Perhaps the most significant portions of the collection are the images of scores of steamboats that proved vital to the region's economic recovery in the decades of Reconstruction and the subsequent prosperity that sustained Natchez as one of Mississippi's most important cities well into the twentieth century. Despite their familiarity and importance to commerce in mid-continent America throughout the Victorian and Edwardian era, many of these vessels were never captured on negatives or film, and the Normans’ photographs remain, in some cases, the only surviving images of them, especially since steamboats were notoriously prone to natural or man-made disasters and might only last a few years or less.
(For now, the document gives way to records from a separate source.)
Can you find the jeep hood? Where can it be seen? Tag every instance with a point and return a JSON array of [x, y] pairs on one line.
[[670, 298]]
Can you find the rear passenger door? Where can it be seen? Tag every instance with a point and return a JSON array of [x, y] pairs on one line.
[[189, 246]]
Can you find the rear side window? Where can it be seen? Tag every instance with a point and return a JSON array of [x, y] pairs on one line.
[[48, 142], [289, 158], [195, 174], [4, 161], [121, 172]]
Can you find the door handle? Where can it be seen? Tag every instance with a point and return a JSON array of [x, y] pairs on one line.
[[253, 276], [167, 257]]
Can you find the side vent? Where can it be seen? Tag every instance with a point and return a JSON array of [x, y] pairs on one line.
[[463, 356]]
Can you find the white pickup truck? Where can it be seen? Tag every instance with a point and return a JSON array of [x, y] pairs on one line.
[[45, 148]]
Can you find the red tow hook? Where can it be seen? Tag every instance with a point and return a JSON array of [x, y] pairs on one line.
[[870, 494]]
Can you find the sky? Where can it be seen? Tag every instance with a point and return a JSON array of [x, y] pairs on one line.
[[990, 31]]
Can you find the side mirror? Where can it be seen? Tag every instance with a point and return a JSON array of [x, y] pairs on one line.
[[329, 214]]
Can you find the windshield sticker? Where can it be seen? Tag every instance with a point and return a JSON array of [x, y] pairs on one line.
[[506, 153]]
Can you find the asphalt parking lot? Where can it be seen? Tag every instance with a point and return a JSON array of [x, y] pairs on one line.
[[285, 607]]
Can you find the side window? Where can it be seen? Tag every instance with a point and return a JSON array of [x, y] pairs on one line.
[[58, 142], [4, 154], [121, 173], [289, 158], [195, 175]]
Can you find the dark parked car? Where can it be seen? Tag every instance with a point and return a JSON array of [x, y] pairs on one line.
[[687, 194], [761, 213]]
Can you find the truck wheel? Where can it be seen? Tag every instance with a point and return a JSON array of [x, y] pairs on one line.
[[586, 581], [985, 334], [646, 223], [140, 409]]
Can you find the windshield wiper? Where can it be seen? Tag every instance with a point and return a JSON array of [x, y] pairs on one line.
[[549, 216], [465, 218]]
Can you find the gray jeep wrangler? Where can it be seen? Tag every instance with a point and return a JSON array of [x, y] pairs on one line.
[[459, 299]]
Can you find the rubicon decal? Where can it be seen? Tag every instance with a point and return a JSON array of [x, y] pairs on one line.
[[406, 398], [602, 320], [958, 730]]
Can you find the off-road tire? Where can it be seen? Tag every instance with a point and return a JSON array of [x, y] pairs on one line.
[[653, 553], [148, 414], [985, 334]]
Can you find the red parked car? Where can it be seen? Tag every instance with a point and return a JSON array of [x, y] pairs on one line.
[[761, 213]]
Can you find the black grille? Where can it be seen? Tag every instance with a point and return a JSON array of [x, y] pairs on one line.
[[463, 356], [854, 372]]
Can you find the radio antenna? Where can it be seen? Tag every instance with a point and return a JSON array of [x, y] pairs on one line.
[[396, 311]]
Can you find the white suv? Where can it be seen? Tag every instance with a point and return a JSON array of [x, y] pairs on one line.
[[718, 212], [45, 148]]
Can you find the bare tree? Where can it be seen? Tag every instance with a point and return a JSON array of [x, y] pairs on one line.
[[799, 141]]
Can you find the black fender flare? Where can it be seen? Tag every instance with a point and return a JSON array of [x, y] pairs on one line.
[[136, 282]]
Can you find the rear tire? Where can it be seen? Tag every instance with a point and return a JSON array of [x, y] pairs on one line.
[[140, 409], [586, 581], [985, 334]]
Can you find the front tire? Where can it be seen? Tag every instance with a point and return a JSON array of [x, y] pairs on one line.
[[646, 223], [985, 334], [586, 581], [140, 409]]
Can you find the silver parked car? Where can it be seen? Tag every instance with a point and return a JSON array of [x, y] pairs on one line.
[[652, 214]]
The Norman Studio captured a great variety of steamboats that served the Natchez landing; these ranged from small family vessels that served local plantations and landings along the river to regional packet lines of two or three boats that made runs several times a week to cities such as Vicksburg, Greenville, Bayou Sara, and St. Joseph, Louisiana; and finally, the grand floating palaces of the biggest companies on the river like the Anchor Line and the Southern Transportation Company, operating regularly between New Orleans and St. Louis or Cincinnati. Henry C. Norman was often invited aboard the ships to photograph the lavish and humble cabins, dining rooms, decks, engine rooms, smokestacks, and crews. In the days before the construction of the Natchez-Vidalia Bridge in 1940, the Normans also documented the various ferryboats and tugs that regularly connected the twin towns on both banks of the Mississippi.
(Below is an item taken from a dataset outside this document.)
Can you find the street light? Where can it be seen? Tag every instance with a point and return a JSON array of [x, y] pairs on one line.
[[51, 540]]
A similar charge might be made about much of the built environment of Natchez that has been subject to dramatic change during the twentieth century. Much of the surviving visual documentation of commercial and residential buildings in and around Natchez and farther afield lost to alterations, demolition, or disasters can be found in the Norman Studio's production. Included in this must also be the visual record of the former city of Bayou Sara, Louisiana, south of Natchez, abandoned in 1927 in favor of the higher ground of St. Francisville after repeated inundations such as that year's Great Mississippi Flood made habitation along the river's course impracticable.

==Photographic Methods==
The Norman Studio was proficient in many types of photography as the medium evolved. They include:
- Daguerreotypes
- Ferrotypes
- Wet and dry glass-plate collodion negatives
- Film negatives

==Publications==
- Gandy, Joan and Thomas H. Norman’s Natchez: An Early Photographer and his Town (Jackson: University Press of Mississippi, 1978).
- ________. Natchez Victorian Children: Photographic Portraits, 1865-1915 (Myrtle Beach: Myrtle Beach Press, 1981).
- ________. The Mississippi Steamboat Era in Historic Photographs: Natchez to New Orleans, 1870-1920 (New York: Dover, 1987).
- ________. Natchez Landmarks, Lifestyles, and Leisure (Mount Pleasant, SC: Arcadia, 1999).
- ________. Natchez City Streets Revisited (Mount Pleasant, SC: Arcadia, 1999).